Dari sisi hukum, katanya, harus ada penghapusan salah satu pasal dari Undang-Undang Nomor 32 tahun 2009 tentang Perlindungan dan Pengelolaan Lingkungan Hidup karena sudah tidak relevan.
"Lahan sawit secara nasional sudah mencapai 20 juta hektare itu sudah cukup, sekarang harus setop penambahan lahan itu," kata Hari saat ditemui di Java & Japan Classic Festival di Griya Taman Cemara, Maguwoharjo, Depok, Sleman, Ahad, 25 Oktober 2015. Malaysia hanya 14 juta hektare sawit, ujarnya. Tapi, hasilnya melebihi Indonesia.
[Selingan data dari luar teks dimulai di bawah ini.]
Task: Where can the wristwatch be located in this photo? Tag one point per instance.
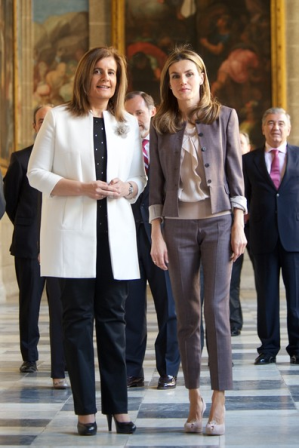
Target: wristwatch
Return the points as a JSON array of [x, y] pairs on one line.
[[131, 189]]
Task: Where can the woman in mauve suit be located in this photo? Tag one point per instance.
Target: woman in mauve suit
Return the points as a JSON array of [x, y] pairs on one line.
[[196, 182]]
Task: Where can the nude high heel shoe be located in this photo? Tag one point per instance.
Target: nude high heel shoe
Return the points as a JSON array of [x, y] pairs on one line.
[[196, 425], [215, 429]]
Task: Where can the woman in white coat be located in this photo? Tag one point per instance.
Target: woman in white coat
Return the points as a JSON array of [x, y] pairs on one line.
[[87, 161]]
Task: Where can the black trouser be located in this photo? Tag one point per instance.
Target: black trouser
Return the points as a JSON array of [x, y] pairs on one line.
[[31, 286], [100, 300], [55, 324]]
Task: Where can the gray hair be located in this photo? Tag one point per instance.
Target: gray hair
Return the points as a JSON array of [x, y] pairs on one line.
[[275, 110]]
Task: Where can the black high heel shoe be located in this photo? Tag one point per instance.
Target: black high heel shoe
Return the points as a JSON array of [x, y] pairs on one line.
[[87, 429], [121, 427]]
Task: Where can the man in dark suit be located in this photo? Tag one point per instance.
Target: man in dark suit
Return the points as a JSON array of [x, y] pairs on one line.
[[22, 210], [271, 178], [2, 199], [142, 106]]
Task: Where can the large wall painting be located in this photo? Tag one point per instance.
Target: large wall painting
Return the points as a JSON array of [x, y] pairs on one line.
[[61, 37], [233, 38], [6, 81]]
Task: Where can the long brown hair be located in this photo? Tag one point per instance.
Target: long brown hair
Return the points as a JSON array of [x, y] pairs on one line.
[[79, 104], [169, 118]]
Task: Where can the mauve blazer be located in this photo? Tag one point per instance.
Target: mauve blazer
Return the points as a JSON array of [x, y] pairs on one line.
[[222, 160], [64, 148]]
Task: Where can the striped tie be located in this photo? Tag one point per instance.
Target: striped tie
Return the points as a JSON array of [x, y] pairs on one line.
[[275, 171], [145, 154]]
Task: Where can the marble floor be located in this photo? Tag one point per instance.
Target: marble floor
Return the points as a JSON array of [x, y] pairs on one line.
[[261, 411]]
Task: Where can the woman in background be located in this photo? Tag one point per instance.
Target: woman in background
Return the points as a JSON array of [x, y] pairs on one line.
[[196, 181], [87, 161]]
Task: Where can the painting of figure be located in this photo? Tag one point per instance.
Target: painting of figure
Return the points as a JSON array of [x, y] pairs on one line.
[[61, 37], [233, 38]]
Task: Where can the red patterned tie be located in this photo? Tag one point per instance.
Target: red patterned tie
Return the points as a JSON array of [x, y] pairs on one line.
[[275, 171], [145, 154]]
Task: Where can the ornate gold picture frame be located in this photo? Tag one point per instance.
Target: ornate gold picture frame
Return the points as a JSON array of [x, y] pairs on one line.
[[250, 76]]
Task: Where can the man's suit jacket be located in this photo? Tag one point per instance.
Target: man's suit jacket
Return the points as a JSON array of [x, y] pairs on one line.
[[141, 213], [273, 213], [21, 206], [221, 154]]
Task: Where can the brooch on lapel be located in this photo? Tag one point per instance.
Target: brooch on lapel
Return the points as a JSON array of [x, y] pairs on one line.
[[122, 130]]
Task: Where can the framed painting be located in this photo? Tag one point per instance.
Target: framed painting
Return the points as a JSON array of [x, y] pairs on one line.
[[243, 55], [61, 37], [7, 118]]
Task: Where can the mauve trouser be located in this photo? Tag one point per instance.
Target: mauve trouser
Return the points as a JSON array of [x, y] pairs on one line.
[[191, 243]]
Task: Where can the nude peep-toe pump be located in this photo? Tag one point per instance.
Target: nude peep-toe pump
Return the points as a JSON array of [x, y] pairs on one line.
[[215, 429], [195, 425]]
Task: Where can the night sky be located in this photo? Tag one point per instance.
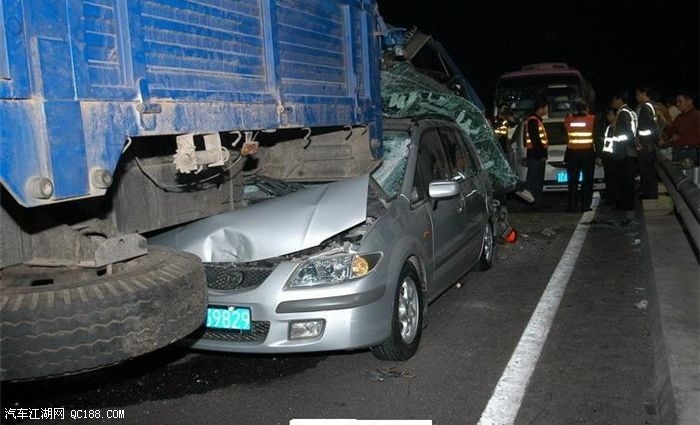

Pembakaran lahan yang dilindungi oleh undang-undang tersebut berakibat fatal. Pasal 69 ayat dua undang-undang itu menyebutkan, demi mengedepankan kearifan lokal, masyarakat lokal diperbolehkan membakar lahan yang luasnya di bawah dua hektare. Bahkan, muncul peraturan daerah yang mengatur pembakaran lahan hingga 50 hektare.
"Dengan pasal itu, para pengusaha kelapa sawit berlindung," kata Hadi. Soal kearifan lokal suatu daerah memang harus tetap bisa diakomodasik. Tapi, harus dengan pengawalan ketat. Sebab, bisa saja kepala suku atau kepala adat dimanfaatkan oleh para pengusaha.
Hadi mengatakan, dalam prakteknya, pengusaha besar mengatasnamakan masyarakat lokal untuk pembakaran lahan yang memang efektif untuk membuka lahan.
Dia mendorong masyarakat adat terus menjaga hutan sesuai dengan kearifan lokalnya. "Jangan sampai mereka justru dimanfaatkan para pengusaha," katanya.